Litigation Release No. 22349 / April 30, 2012

Securities and Exchange Commission v. Locke Capital Management, Inc. and Leila C. Jenkins, Civil Action No. 09-CV-100-WES (D.R.I.)


The Securities and Exchange Commission announced today that on April 24, 2012, the U.S. Court of Appeals for the First Circuit entered an order dismissing the appeal of Leila C. Jenkins, the principal of Rhode Island-based investment adviser Locke Capital Management. Jenkins had appealed a June 30, 2011 decision by a federal judge in the U.S. District Court for the District of Rhode Island. That decision granted the Commission’s motion for summary judgment and entered final judgments against both Locke and Jenkins. The Court of Appeals dismissed Jenkins’ appeal after she filed a motion to withdraw it.

The Commission’s Complaint against Locke and Jenkins, filed in March 2009, alleged that they invented a billion-dollar client in order to gain credibility and attract legitimate investors. The Complaint further alleged that Jenkins tried to perpetuate her scheme by lying to the Commission staff about the existence of the invented client and furnishing the Commission’s staff with bogus documents in 2008, including fake custodial statements that she created on her laptop. The U.S. District Court ordered that Locke and Jenkins were jointly and severally liable for disgorgement of $1,781,520, representing advisory fees paid to them from 2007-2009, plus prejudgment interest of $110,956. In addition, each defendant was ordered to pay a penalty of $1,781,520. The final judgments permanently enjoined Jenkins and Locke from violating Section 17(a) of the Securities Act of 1933, Section 10(b) of the Securities Exchange Act of 1934 and Rule 10b-5 thereunder, and Sections 206(1), 206(2), and 207 of the Investment Advisers Act of 1940 (Advisers Act”). The final judgment as to Locke also permanently enjoined it from violating Sections 204 and 206(4) of the Advisers Act and Rules 204-2(a)(6), (8), (10), (15), and (16), as wells as 206(4)-1(a)(5) thereunder, and the final judgment as to Jenkins further permanently enjoined her from aiding and abetting violations of the same law sections.
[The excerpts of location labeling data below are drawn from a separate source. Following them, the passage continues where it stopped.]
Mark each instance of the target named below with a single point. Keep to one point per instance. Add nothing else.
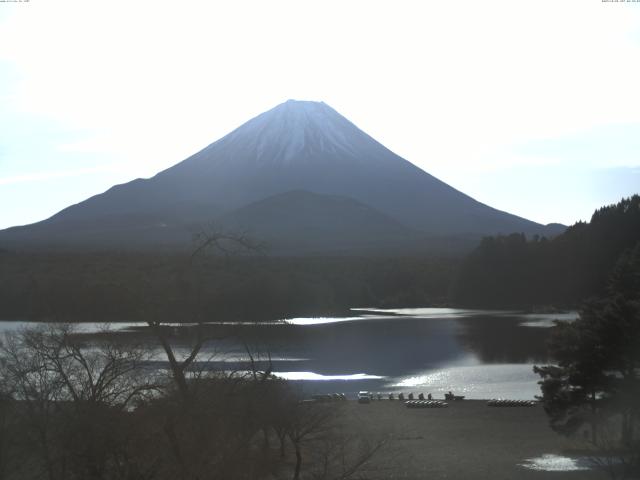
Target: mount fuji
(300, 176)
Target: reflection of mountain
(503, 340)
(319, 181)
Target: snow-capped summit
(346, 184)
(295, 131)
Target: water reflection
(481, 354)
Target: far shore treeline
(509, 271)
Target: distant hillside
(508, 271)
(296, 146)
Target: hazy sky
(529, 106)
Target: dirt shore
(467, 440)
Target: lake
(477, 353)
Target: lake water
(477, 353)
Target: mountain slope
(303, 146)
(305, 222)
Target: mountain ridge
(295, 146)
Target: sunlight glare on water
(317, 376)
(555, 463)
(513, 381)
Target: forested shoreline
(135, 287)
(510, 271)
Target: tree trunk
(296, 473)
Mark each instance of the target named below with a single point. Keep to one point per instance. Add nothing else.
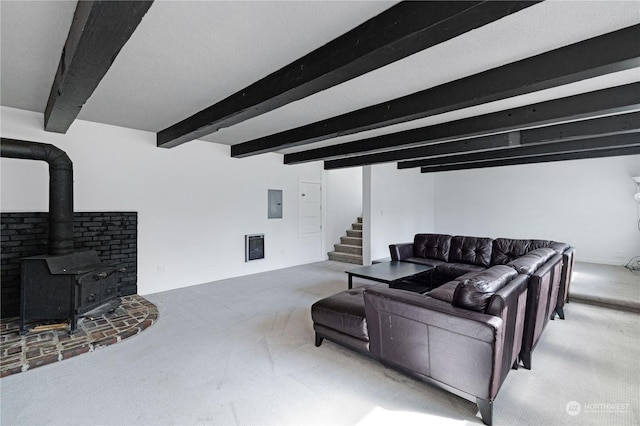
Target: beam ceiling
(621, 145)
(98, 32)
(612, 52)
(577, 136)
(402, 30)
(614, 100)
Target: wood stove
(66, 287)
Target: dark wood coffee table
(388, 272)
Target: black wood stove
(63, 284)
(67, 286)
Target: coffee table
(388, 272)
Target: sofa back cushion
(476, 292)
(530, 262)
(432, 246)
(507, 249)
(471, 250)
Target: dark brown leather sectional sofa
(492, 300)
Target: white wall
(342, 202)
(195, 203)
(398, 204)
(587, 203)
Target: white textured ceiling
(186, 56)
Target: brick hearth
(22, 353)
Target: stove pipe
(60, 188)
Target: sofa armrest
(401, 251)
(431, 338)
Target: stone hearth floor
(23, 352)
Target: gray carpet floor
(241, 352)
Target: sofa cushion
(423, 261)
(558, 247)
(505, 250)
(471, 250)
(444, 292)
(530, 262)
(476, 292)
(536, 244)
(432, 246)
(451, 271)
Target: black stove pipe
(60, 188)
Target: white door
(309, 207)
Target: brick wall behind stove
(113, 235)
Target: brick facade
(113, 235)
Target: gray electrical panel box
(275, 204)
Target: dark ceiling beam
(544, 140)
(594, 57)
(614, 100)
(400, 31)
(98, 32)
(581, 155)
(550, 148)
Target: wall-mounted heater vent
(253, 247)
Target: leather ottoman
(341, 318)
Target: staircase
(350, 248)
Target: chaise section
(568, 258)
(541, 298)
(341, 319)
(466, 352)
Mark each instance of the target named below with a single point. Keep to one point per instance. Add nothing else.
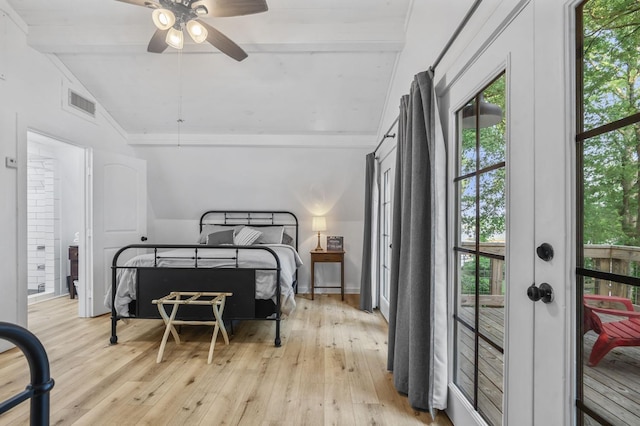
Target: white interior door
(117, 208)
(387, 172)
(527, 367)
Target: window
(608, 208)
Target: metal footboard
(41, 381)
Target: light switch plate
(11, 162)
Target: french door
(510, 225)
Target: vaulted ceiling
(314, 67)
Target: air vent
(82, 103)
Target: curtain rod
(444, 51)
(387, 135)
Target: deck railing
(622, 260)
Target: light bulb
(163, 18)
(175, 38)
(197, 32)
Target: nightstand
(327, 257)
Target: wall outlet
(11, 162)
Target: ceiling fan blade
(144, 3)
(224, 8)
(158, 42)
(223, 43)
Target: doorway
(55, 215)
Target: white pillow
(246, 236)
(270, 234)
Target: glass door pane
(608, 220)
(480, 184)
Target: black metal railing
(41, 381)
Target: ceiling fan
(171, 16)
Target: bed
(252, 254)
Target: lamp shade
(319, 223)
(490, 114)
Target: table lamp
(319, 224)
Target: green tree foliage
(492, 145)
(611, 78)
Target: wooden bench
(216, 301)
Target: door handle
(545, 252)
(544, 293)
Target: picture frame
(335, 243)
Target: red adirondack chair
(625, 332)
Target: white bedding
(250, 258)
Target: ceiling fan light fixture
(175, 38)
(163, 18)
(197, 31)
(201, 10)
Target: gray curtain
(366, 282)
(411, 310)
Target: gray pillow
(220, 237)
(208, 229)
(270, 234)
(287, 239)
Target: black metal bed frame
(208, 278)
(41, 381)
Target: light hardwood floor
(330, 370)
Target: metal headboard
(254, 218)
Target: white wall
(188, 180)
(32, 92)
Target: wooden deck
(331, 369)
(612, 388)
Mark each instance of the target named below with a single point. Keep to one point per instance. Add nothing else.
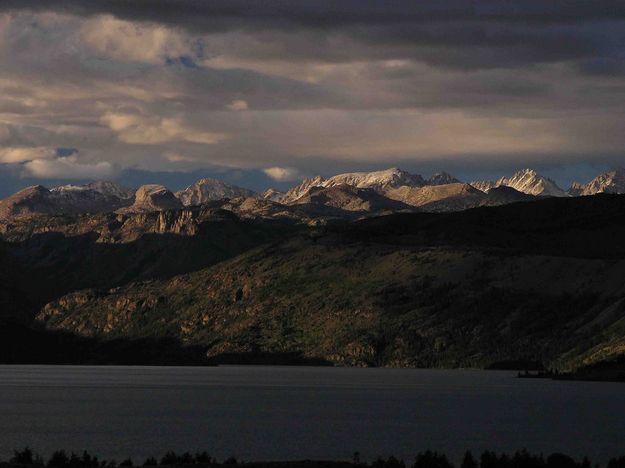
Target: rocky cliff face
(459, 289)
(206, 190)
(152, 197)
(610, 182)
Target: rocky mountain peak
(531, 182)
(153, 197)
(442, 178)
(205, 190)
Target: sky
(264, 93)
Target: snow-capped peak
(205, 190)
(610, 182)
(377, 180)
(531, 182)
(442, 178)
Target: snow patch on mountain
(205, 190)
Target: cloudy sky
(262, 93)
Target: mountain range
(362, 269)
(338, 196)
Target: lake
(285, 413)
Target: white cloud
(68, 167)
(134, 42)
(147, 130)
(14, 155)
(238, 105)
(282, 174)
(177, 157)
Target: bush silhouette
(59, 459)
(429, 459)
(468, 461)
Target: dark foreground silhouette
(427, 459)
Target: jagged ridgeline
(385, 269)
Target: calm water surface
(278, 413)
The final judgment as to Locke further permanently enjoined it from violating Section 204A of the Advisers Act and Rule 204A-1 thereunder.

In February 2012, in separate administrative proceedings filed by the Commission against Jenkins and Locke, an administrative law judge issued Initial Decisions barring Jenkins from associating with any broker, dealer or investment adviser and barring Locke from acting as an investment adviser. Those Initial Decisions became final in March 2012.

For further information, see Litigation Release No. 22025 (July 1, 2011), No. 20936 (March 9, 2009).